Take equal parts of bean-flower, and water of the four cold seeds — namely, of pompion, melon, cucumber, and gourd, and of fresh cream; beat the whole up together, adding a sufficient quantity of milk to make a wash, which apply to the face.

OBS. — This recipe is taken from the 'Ami des Femmes."

This is undoubtedly "L'ami des femmes, ou Lettres d'un médecin" by P J. Marie de Saint-Ursin, (French) first published 1804 by Barba, Paris, second edition 1805 by Barba et L'auteur, Paris.

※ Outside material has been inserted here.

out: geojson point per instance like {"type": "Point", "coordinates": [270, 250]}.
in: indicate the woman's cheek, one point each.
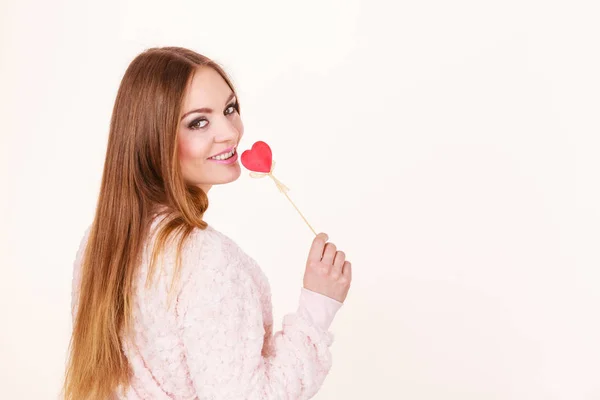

v: 'Toilette of Health' Recipe for Lotion of the ladies of Denmark:
"Another writer says (Encyclopédie méthodique, see note w.), that the cosmetic lotion used by the ladies of Denmark is totally different — it is what is called Eau de Pigeon (pigeon water.) It is composed as follows:

Take juice of water-lilies, of melons, of cucumbers, of lemons, each one ounce; briony, wild succory, lily-flowers, borage, beans, of each a handful: eight pigeons stewed. Put the whole mixture into an alembic, adding four ounces of lump sugar, well pounded, one drachma of borax, the same quantity of camphor, the crumb of three French rolls, and a pint of white wine. When the whole has remained in digestion for seventeen or eighteen days, proceed to distillation, and you will obtain pigeon-water, which is such an improvement of the complexion.

OBS. — It is by washing themselves with this water, we are told, that the Danish ladies, who have naturally a fine complexion, preserve all the freshness of early youth till the age of fifty. The three French rolls and the purpose of invigorating the stomach and digestive organs."

w: 'Encyclopédie méthodique', published by Plomteux in 1789. Here follows the original text:

"Eau de Pigeon pur le teint

On prétend que les dames de Danemarck, qui ont le teint naturellement beau, le consevernt avec la fraicheur de la première jeuneffe jusqu'á l'áge de cinquante ans en se lavant le visage avec l'eau de pigeon, dont voici la recette.

On prend de l'eau de néuphar, de melon, de concombre, de jus de limon, de chacun une once.

De la brione, de la chicorée sausage, des fleurs de lys, de bourrache, de févesm de chaque une poignée.

Huit pigeons que l'on hache.

On met tout çe mélange dans un alambic, en y ajoutant quartre ounces de sucre royal bien pilé, une dragme de borax, autant de camphre, la mie de trois pains molets, une chopine de vin blanc.

L orsque le tout a reflé en digestion pendant dixsept ou, dix-huot jours, on procéde à la distillation, & on obtinent l'eau de pigeon si favorable pour la teint."

The English translation contains an error regarding the pigeons that are not to be stewed but rather chopped! Not that it makes the recipe that more appealing!